ただ結局のところ、やってきたのは1テーマだけだと最近気づいたんです。

 表現手法は違えど、僕は“上手に生きられない人”の物語しかやってないんです。逆にスーパーヒーローが世界を救う話は、今後もやらないと思います。なぜかって、(世界観や気持ちが)分からないですから。

 やるならゴジラをやらせて欲しい。ゴジラは上手に生きられない人間を象徴した怪獣なので(笑)、とても人間的悲哀があると思っています。

【法則2】時代の流れを常に意識する 

――時代が求めるテーマをどのように意識されていますか。一般に、近年の人気映画のテーマは、コメディ→純愛→悪、と変化してきたと言われます。

 映画製作は1~2年の長いリードタイムがあるので、時代の大きな流れは意識せざるを得ないですね。

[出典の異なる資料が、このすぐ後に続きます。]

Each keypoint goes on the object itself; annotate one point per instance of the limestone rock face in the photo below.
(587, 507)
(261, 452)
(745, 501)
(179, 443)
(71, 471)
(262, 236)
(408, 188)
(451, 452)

 最近の世間の雰囲気はと言えば、どうしようもない閉塞感や悪意が渦巻くなかで笑ってごまかしていた2008、2009年があって、それでもどうにもならなかったリーマンショック以降があった。そこに向き合う、立ち向かうというのは、『悪人』『告白』における自分のテーマでした。 

 『悪人』『告白』を終えた2010年に、今後は上を向いて歩いていくしかないから、原点回帰でポジティブなテーマや家族、そして日本のあり方を問う作品が求められるだろうと思って『モテキ』(※5)、『friends もののけ島のナキ』(※6)、『宇宙兄弟』(※7)を準備し始めました。

 そんな状況の中で、3.11(東日本大震災)が起こって、もはや閉塞している場合じゃなくなった。もう自分たちの足で立ち上がって生きていくしかない。偶然なんですが、前述した3つの作品の方向性と現代日本のテーマはマッチしていると思います。

 ただし震災後は特に、ある振り切ったもの、別世界に連れて行ってくれるようなものが求められるんじゃないか。それがエンタテインメントにできる数少ないことなのでは、と思っています。だから娯楽として堂々としたものを作っていきたいと、今は思っています。

※5『モテキ』9月23日(金・祝)公開:原作はイブニング(講談社)に連載された久保ミツロウ作の同名漫画。森山未來主演。突然モテ期が訪れた恋愛下手な男が、恋に人生にエロスに煩悶・妄想・奔走する。。。

※6『friends もののけ島のナキ』12月17日公開(3D2D同時公開):浜田広介作の童話「泣いた赤おに」をベースにした日本オリジナルの3DCGアニメ。監督は『ALWAYS 三丁目の夕日』の山崎貴。香取慎吾、山寺宏一、阿部サダヲらが声の出演。不器用な赤おにのナキと、もののけ島に迷い込んだ赤ん坊の交流を描く。

※7『宇宙兄弟』2012年春公開:原作は、週刊モーニング(講談社)に連載している小山宙哉作の同名漫画。小栗旬、岡田将生主演。幼い頃ともに宇宙飛行士になる約束をした兄弟。15年後、約束通り宇宙飛行士になった弟と、夢をあきらめ会社をクビになった兄。どん底に追いやられた兄が、弟からの唐突な誘いにより再び宇宙飛行士の夢を追いかけ始める。